The partnership with Crawford was all the more special, Cummings said, because of his shared history with Kacey. “It was deeply emotional,” she said. “[He] taught me about the emotional aspect of all the dialogue and the experiences Kacey was going through.”
Although the series was filmed in New York, the production took great pains to try for a Philly authenticity. “I object to lazy shorthand about Philadelphia, and I’m only interested in sort of more complex, well-rounded representations of the city,” Moore said to The Inquirer earlier this month.
That’s why, she said, nobody says jawn in the show. It’s only fair, Crawford said, “because we don’t use it as much as people think. It’s very specific when we bring that word out, we use it when we’ve forgotten the word, of what a thing actually is. So then jawn becomes the filler.”
While jawn wasn’t on Cummings’ list of Philly words to master, bol was. “Like the ol’ bol, the young bol, the dude, the boy,” Crawford said. And there was “oodles of noodles,” Cummings said.
“You don’t say it like that,” said Crawford. “Oodleso’noodles. It’s one word. It’s not instant noodles, it’s not ramen, it’s oodleso’noodles.”
And you make it with wooder? “Yes,” Crawford said, “W-O-O-D-E-R.”
While at it, he also settled the hoagie vs. sandwich debate. “When you make a sandwich, you make it at home,” he said. “You don’t go get a sandwich outside.”
Other Philly-isms on Cummings’ list: out of pocket and jeet?
“If somebody says they’re from down the way, you know they’re from the neighborhood.
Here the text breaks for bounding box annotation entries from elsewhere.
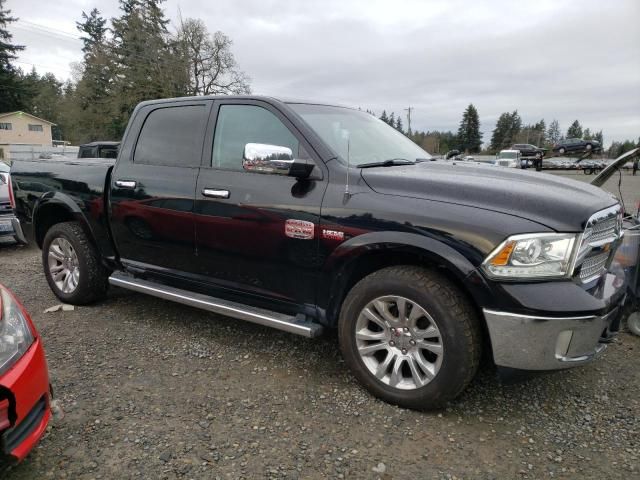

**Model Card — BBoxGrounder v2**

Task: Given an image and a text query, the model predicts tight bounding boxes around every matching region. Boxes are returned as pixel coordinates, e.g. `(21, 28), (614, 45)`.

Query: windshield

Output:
(290, 103), (431, 166)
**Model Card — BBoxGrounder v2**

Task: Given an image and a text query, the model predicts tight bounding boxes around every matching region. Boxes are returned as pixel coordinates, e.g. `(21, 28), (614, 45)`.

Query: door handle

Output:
(202, 188), (229, 198)
(116, 180), (138, 189)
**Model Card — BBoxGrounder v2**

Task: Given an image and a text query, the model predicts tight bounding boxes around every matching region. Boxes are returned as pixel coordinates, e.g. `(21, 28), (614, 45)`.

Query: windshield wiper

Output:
(358, 158), (416, 168)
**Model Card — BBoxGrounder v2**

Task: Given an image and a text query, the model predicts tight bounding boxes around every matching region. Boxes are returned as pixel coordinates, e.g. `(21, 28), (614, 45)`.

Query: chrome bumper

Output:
(2, 216), (27, 244)
(483, 308), (618, 370)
Somebody says they’re taking the El, you know they’re from Philly because everybody else calls it the train, or they call it a whole bunch of other names like the metro,” said Crawford.
“Sometimes it was a fine balance of doing the accent and being able to be understood,” Cummings said with a laugh.
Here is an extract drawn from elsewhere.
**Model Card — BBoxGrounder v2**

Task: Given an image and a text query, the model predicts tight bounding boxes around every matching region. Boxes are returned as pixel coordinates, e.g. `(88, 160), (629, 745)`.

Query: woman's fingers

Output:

And things did go beyond general comprehension sometimes. “When you go to buy substances, you say score; like ‘Where do you go to score?‘” Cummings said. But in Kensington, Crawford told her, you say cop. “Justin was like, ‘No one would say score in Kensington.” The producers, however, kept score in. “They were like, ‘Unfortunately, the only people who are going to understand what you’re saying will be people in Kensington, the rest of the world is going to be like, ‘What did you say?‘”
“It’s so easy to fall in love with Philly,” said Cummings, who hasn’t eaten from a Wawa but did order a drink. “With sprinkles” she added. “We call them Hundreds of Thousands in Australia. I was translating things three times over.”
Cummings, Crawford thinks, did a fantastic job with the accent. After watching the series, he texted her. “I was like, ‘You sound incredible. Like, you could be my neighbor down the block.‘”
”I fell in love with it so quickly, and I fell in love with speaking it,” Cummings said of the Kensington accent. “I feel like a braver person with the accent. Sometimes I miss the show, or I miss Philly, or I miss Justin and my friends on the Ave, and I play the recordings. It’s kind of creepy,” she added with a laugh.
“Long Bright River” is streaming on Peacock.